On the drivers side as I was hammering on the outer ball joint knuckle to break it free the inner ball joint came free. WTF?! The outer one, however, needed pickle fork persuasion and plenty of it to knock it free.

As they say, installation is the reverse of removal.

I'd also heard that you can just hammer the control arm bushings/lollipops right onto the end of the control arms. I must have to go to the gym more because that also didn't work for me.
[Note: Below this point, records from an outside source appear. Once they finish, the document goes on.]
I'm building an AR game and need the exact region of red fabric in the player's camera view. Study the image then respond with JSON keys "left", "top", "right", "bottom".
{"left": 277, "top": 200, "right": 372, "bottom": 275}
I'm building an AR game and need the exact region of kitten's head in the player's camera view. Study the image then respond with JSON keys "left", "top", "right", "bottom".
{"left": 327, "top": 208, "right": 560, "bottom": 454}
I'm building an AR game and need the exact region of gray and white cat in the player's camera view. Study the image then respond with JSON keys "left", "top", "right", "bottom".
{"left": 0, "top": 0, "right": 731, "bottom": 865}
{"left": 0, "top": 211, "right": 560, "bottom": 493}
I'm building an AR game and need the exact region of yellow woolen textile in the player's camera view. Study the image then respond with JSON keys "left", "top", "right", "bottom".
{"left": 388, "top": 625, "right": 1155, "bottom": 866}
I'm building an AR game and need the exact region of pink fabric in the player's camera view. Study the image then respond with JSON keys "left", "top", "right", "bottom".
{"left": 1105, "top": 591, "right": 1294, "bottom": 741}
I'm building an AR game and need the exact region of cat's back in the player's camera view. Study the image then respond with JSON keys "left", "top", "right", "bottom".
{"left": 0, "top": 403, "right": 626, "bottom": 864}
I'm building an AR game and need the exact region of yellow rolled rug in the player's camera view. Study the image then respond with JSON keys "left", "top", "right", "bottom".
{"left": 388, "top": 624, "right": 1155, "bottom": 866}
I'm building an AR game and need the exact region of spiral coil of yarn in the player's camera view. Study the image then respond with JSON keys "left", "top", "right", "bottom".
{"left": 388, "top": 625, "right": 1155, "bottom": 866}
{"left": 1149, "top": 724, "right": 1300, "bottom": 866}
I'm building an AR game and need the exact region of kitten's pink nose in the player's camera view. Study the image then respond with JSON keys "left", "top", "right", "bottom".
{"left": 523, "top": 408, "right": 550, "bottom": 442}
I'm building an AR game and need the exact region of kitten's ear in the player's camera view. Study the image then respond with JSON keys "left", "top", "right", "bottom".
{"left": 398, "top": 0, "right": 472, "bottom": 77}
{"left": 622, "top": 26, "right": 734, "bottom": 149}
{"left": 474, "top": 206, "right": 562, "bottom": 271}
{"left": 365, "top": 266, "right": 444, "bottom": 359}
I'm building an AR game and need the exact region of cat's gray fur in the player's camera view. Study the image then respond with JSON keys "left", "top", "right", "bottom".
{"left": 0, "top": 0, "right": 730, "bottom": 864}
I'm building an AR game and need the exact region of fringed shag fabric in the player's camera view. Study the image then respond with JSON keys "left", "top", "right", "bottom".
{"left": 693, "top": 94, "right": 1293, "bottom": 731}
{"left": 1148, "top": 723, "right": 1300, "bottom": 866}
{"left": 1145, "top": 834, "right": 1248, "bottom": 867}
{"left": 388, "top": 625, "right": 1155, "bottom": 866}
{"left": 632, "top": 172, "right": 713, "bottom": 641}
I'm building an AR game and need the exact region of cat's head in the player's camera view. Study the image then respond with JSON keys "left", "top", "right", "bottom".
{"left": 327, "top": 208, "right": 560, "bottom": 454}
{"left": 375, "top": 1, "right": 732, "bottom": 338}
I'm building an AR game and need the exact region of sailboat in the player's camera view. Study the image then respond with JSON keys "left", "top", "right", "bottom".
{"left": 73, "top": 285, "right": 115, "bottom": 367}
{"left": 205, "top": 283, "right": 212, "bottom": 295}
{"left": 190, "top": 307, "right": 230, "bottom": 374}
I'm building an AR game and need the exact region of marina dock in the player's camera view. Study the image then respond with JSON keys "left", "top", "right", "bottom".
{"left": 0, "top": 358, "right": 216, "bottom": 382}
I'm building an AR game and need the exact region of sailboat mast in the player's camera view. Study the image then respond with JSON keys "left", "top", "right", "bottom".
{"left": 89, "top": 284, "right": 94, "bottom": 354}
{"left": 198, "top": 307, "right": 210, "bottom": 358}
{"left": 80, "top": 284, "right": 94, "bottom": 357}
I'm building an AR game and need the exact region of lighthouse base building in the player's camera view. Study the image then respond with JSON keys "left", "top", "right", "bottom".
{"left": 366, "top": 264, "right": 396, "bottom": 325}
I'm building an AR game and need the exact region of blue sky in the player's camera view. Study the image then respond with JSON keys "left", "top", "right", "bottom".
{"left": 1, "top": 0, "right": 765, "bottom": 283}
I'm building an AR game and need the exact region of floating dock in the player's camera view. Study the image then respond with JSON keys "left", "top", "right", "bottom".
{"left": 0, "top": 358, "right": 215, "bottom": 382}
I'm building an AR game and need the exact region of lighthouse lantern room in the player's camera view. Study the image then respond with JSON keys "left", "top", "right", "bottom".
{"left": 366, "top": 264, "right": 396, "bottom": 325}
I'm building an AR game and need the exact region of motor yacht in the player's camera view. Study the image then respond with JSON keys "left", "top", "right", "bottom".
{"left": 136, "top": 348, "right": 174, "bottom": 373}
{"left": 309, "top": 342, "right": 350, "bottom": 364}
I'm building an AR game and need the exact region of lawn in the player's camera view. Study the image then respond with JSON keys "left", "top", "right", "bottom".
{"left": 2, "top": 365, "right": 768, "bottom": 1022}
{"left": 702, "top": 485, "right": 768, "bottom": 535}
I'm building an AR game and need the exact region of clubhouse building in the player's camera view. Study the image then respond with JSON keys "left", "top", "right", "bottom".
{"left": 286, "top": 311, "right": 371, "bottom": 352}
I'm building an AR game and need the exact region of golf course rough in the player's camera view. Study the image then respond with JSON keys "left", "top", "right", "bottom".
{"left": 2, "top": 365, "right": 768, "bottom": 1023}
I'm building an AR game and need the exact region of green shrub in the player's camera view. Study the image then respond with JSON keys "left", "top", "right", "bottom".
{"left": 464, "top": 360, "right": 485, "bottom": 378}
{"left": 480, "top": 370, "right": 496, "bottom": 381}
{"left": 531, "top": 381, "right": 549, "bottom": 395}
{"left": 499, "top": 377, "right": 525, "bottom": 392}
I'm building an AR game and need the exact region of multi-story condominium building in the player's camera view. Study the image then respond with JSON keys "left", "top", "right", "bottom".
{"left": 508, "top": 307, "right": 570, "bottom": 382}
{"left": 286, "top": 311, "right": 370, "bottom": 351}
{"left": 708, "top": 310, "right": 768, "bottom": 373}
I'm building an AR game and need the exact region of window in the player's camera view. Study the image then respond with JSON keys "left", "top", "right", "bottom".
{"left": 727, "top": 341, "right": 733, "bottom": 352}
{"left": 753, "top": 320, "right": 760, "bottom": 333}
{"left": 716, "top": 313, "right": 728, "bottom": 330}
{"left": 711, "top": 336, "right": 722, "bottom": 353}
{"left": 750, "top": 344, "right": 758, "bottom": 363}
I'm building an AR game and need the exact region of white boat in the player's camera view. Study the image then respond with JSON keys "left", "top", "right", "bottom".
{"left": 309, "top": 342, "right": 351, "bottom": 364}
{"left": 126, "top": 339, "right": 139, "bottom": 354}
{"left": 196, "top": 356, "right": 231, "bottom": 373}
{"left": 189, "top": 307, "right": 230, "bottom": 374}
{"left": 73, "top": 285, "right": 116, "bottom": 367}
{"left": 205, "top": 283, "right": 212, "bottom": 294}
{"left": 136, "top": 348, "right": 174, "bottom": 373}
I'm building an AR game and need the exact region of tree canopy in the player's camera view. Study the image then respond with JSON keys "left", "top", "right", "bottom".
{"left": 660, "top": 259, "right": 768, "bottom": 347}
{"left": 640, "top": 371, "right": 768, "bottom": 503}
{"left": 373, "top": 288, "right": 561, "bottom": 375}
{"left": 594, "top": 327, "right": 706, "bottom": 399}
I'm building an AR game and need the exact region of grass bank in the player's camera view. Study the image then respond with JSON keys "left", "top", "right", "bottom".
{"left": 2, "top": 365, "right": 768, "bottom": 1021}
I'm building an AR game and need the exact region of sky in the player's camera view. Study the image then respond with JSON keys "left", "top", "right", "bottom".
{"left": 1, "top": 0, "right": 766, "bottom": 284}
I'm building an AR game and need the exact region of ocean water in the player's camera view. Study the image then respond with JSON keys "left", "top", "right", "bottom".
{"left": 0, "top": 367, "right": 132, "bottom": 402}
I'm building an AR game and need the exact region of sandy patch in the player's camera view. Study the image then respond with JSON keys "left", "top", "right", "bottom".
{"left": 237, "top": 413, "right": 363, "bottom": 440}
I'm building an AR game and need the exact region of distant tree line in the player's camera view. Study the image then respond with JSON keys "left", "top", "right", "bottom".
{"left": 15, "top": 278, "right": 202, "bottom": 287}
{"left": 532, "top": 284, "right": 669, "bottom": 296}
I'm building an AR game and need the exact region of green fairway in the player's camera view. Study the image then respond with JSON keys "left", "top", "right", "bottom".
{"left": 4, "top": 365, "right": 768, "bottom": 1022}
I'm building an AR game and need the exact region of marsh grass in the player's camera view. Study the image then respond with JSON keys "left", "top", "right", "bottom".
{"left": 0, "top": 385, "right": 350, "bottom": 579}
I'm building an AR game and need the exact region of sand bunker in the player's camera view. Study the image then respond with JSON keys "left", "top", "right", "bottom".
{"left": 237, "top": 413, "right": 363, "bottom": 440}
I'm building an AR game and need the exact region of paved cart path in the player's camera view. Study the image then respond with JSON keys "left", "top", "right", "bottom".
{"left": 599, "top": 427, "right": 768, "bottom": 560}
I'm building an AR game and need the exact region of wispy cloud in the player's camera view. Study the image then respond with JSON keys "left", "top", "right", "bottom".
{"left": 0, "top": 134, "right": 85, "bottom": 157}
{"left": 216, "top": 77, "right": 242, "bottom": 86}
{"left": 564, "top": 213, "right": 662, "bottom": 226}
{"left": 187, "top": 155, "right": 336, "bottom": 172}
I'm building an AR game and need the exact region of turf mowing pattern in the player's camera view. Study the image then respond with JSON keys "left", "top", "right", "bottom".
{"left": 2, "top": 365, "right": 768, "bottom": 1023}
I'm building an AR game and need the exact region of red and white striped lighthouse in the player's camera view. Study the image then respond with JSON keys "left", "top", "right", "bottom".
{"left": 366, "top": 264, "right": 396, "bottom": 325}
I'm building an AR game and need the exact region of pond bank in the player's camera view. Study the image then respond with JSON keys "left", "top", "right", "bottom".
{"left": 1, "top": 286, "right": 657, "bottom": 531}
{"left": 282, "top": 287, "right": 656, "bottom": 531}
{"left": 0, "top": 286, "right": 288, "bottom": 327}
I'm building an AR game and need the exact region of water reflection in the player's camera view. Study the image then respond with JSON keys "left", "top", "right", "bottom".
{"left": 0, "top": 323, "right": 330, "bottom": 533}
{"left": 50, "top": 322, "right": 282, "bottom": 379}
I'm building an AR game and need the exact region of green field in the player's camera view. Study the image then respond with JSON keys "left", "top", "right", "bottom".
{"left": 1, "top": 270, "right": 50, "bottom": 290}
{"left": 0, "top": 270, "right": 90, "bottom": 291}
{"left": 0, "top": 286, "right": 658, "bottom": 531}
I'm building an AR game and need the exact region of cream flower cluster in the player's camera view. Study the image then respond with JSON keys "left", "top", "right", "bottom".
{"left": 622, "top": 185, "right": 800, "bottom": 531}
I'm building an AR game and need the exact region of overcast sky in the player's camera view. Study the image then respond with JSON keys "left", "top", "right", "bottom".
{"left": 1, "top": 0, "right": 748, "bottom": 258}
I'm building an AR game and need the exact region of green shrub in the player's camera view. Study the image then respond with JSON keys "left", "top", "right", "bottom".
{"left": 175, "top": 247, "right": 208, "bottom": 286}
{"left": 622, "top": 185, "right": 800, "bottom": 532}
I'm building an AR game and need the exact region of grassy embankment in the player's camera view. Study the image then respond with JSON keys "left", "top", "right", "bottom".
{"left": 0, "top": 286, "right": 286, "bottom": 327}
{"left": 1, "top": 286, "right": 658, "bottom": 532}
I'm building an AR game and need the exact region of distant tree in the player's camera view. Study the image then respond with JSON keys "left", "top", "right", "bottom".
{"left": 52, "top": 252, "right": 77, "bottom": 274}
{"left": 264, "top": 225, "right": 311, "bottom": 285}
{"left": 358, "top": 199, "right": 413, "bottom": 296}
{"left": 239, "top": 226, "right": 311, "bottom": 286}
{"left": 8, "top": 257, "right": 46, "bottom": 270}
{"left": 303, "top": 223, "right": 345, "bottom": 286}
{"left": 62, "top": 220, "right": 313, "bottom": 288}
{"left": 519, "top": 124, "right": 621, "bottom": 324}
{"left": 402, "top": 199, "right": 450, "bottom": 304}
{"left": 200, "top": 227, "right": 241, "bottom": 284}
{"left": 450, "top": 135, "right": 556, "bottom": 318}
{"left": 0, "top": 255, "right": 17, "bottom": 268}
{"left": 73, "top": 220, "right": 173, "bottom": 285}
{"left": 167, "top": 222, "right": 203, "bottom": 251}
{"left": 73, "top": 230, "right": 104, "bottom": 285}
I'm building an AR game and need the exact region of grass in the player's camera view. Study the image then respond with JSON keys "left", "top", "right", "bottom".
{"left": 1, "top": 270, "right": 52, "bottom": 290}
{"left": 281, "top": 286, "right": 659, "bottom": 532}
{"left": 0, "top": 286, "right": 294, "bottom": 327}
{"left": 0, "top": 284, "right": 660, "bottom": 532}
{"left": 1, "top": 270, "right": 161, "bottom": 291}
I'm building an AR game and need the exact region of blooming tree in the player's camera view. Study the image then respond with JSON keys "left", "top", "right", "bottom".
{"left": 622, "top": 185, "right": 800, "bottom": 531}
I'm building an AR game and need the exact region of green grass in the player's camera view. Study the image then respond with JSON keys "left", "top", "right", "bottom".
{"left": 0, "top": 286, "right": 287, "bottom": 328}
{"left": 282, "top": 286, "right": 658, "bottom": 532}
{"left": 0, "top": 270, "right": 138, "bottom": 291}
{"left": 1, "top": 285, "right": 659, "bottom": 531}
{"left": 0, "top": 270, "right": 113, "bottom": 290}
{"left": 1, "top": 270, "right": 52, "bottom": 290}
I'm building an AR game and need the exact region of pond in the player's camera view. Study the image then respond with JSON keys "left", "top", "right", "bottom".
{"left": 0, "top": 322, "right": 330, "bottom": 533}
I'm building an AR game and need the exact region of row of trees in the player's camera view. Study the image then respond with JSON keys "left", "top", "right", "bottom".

Luckily I had that tool and I configured it to push the lollipops back on. It was kinda awkward to get everything lined up, I was definitely wishing for a 3rd arm a few times. It did work well once I got everything put together and lined up though...

Done. Wheels on, back onto the lift ramps, cover back on it. All I have to do before the next track season is an oil change now...

Slippery GRM+ Memberand Dork
2/19/17 8:32 a.m.

For whatever is worth, I also had to use the tool to press the lollipops back onto both my e30 and e36.